In the midst of a heated election season, one issue has abruptly risen to focus in the public eye: sexual harassment. From the high-profile allegations against Trump to the growing complaints of rampant harassment in the National Park Service, women across the country are speaking up against this debasing and unacceptable behavior. However, same-sex harassment in the form of male on male and female on female sexual harassment is just as prevalent.

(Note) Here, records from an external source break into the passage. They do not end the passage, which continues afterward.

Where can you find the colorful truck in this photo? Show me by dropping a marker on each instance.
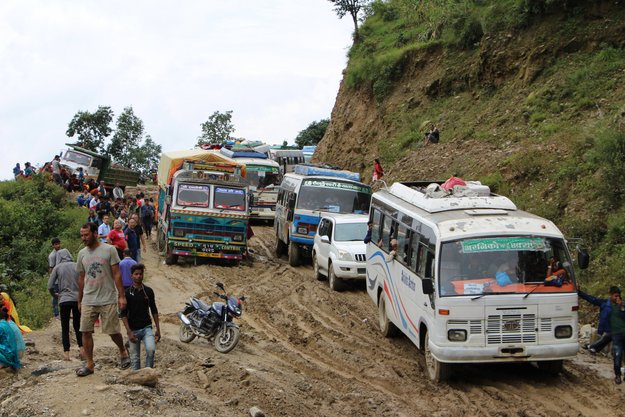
(203, 207)
(99, 167)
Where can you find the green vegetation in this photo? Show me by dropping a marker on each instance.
(395, 29)
(531, 79)
(32, 212)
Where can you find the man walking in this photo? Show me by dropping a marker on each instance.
(100, 294)
(136, 318)
(63, 285)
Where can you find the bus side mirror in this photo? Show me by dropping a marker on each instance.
(427, 286)
(583, 257)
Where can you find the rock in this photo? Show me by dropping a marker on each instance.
(145, 376)
(585, 331)
(256, 412)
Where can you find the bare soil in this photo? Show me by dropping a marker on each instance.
(304, 351)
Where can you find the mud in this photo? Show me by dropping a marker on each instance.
(305, 351)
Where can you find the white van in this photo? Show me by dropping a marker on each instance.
(339, 250)
(474, 279)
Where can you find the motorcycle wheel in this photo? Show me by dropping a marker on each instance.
(226, 339)
(185, 334)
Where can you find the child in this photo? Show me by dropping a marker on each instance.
(136, 318)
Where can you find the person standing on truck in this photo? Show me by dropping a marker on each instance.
(56, 170)
(118, 192)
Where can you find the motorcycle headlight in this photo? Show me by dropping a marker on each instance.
(344, 255)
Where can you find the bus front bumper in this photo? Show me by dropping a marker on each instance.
(503, 353)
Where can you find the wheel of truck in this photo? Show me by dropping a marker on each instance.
(294, 254)
(551, 367)
(171, 259)
(437, 371)
(336, 284)
(318, 274)
(280, 246)
(387, 328)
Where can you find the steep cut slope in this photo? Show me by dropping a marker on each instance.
(536, 112)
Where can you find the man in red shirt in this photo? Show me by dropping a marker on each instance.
(116, 238)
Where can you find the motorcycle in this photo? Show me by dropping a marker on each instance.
(212, 321)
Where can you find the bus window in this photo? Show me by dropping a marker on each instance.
(377, 226)
(403, 242)
(414, 253)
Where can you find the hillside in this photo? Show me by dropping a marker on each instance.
(531, 102)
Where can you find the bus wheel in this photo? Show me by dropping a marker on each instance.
(318, 275)
(280, 247)
(388, 329)
(171, 259)
(333, 280)
(437, 371)
(550, 367)
(293, 254)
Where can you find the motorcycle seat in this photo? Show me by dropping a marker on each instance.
(200, 305)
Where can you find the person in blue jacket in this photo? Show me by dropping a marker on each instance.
(612, 322)
(605, 308)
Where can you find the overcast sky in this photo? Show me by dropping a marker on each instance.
(275, 63)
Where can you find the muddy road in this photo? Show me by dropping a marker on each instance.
(304, 351)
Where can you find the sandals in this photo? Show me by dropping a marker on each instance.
(84, 371)
(124, 362)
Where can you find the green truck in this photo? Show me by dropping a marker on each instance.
(99, 167)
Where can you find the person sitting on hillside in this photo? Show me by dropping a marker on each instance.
(432, 136)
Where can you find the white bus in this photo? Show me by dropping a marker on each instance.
(263, 178)
(473, 279)
(304, 196)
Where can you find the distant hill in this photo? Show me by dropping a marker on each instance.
(529, 96)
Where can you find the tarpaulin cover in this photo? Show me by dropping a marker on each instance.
(172, 162)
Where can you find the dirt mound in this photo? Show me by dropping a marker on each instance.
(304, 351)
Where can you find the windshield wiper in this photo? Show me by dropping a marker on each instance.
(492, 293)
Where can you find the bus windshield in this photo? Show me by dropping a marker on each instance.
(350, 232)
(505, 264)
(230, 198)
(260, 179)
(193, 195)
(334, 196)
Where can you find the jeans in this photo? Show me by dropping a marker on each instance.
(147, 336)
(601, 342)
(67, 308)
(617, 351)
(55, 306)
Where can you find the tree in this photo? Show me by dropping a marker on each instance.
(127, 138)
(217, 129)
(312, 134)
(92, 129)
(145, 158)
(351, 7)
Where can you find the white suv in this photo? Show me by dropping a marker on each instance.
(339, 251)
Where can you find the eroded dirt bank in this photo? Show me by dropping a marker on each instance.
(304, 351)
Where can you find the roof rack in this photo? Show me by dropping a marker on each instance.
(431, 197)
(326, 170)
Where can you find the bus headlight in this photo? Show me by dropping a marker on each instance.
(563, 332)
(344, 255)
(457, 335)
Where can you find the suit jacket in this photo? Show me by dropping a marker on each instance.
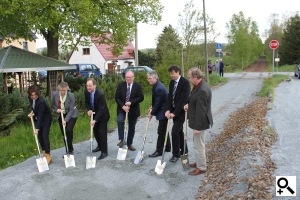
(181, 97)
(159, 100)
(100, 106)
(136, 97)
(42, 113)
(70, 106)
(199, 112)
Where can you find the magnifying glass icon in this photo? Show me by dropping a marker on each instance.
(282, 179)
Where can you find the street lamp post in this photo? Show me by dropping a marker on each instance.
(205, 43)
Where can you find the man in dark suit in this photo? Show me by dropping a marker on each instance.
(200, 118)
(179, 90)
(128, 96)
(64, 101)
(41, 114)
(158, 109)
(95, 102)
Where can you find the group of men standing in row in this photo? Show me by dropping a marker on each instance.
(166, 105)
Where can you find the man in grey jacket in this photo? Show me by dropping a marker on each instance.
(200, 117)
(64, 101)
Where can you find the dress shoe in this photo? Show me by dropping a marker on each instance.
(131, 148)
(103, 155)
(174, 159)
(196, 171)
(193, 165)
(121, 143)
(96, 149)
(155, 154)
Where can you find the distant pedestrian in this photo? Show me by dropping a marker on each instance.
(42, 117)
(221, 66)
(217, 66)
(200, 118)
(210, 67)
(158, 109)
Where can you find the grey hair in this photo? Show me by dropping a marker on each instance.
(63, 84)
(154, 74)
(196, 72)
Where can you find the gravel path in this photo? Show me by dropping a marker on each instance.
(284, 118)
(113, 179)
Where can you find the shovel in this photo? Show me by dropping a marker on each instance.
(140, 155)
(160, 165)
(184, 157)
(91, 160)
(69, 159)
(41, 162)
(122, 152)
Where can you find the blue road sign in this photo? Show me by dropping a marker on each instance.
(218, 46)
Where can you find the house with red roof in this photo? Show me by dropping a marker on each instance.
(102, 56)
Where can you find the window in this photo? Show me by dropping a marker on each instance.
(86, 51)
(25, 45)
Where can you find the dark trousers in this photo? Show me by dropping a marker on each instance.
(161, 131)
(100, 132)
(221, 72)
(178, 138)
(69, 132)
(131, 128)
(43, 136)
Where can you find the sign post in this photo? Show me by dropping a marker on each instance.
(274, 44)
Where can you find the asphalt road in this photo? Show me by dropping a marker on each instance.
(113, 179)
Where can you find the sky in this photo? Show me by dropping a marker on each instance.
(221, 11)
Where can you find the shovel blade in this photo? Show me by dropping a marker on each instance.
(185, 161)
(139, 157)
(122, 152)
(69, 161)
(159, 168)
(42, 164)
(90, 162)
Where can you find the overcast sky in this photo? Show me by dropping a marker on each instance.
(221, 11)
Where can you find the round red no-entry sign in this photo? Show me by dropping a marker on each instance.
(274, 44)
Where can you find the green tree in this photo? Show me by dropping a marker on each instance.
(289, 48)
(168, 47)
(244, 43)
(69, 22)
(191, 24)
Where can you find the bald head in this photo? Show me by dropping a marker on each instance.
(129, 77)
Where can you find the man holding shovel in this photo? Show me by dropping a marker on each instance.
(96, 103)
(158, 109)
(179, 90)
(200, 117)
(42, 118)
(128, 97)
(64, 101)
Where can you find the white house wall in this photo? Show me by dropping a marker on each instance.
(94, 58)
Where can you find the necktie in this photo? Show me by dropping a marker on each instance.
(92, 101)
(174, 91)
(33, 104)
(128, 93)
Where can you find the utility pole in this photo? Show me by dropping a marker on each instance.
(136, 49)
(205, 43)
(182, 67)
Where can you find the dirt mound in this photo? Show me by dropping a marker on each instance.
(258, 66)
(239, 163)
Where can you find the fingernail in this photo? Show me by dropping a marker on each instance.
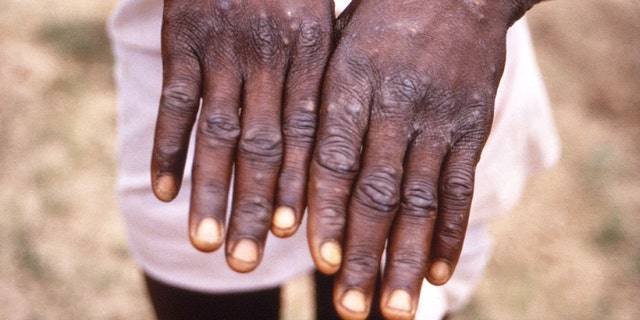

Unfortunately, far too often, sexual harassment gets swept under the rug – especially in the workplace. The law is clear on this issue. Both state and federal law protect all employees from sexual harassment. Employers have a legal responsibility to help prevent harassment – and take appropriate steps to stop it.
More than touching
What exactly is sexual harassment? It includes much more than unwanted physical contact. You may be a victim of harassment in the workplace if you’ve experienced:
- Inappropriate teasing, jokes or comments of a sexual nature, even if not directed specifically at you
- Lewd gestures, photos, posters or other offensive objects displayed at work
- Unwanted sexual advances, whether verbal or physical
- Pressure to engage in sex in order to get ahead in your job
Understandably, victims are often embarrassed to report what happened. You may be worried about your job or afraid of getting shunned. You may have already filed an internal complaint – only to find that your concerns are minimized or ignored. For these reasons, far too many victims stay silent, even when the law is on their side.
It takes courage to speak up. And it helps to have an ally. An employment lawyer can help you evaluate your options for putting a stop to the harassment and enforcing your rights under the law.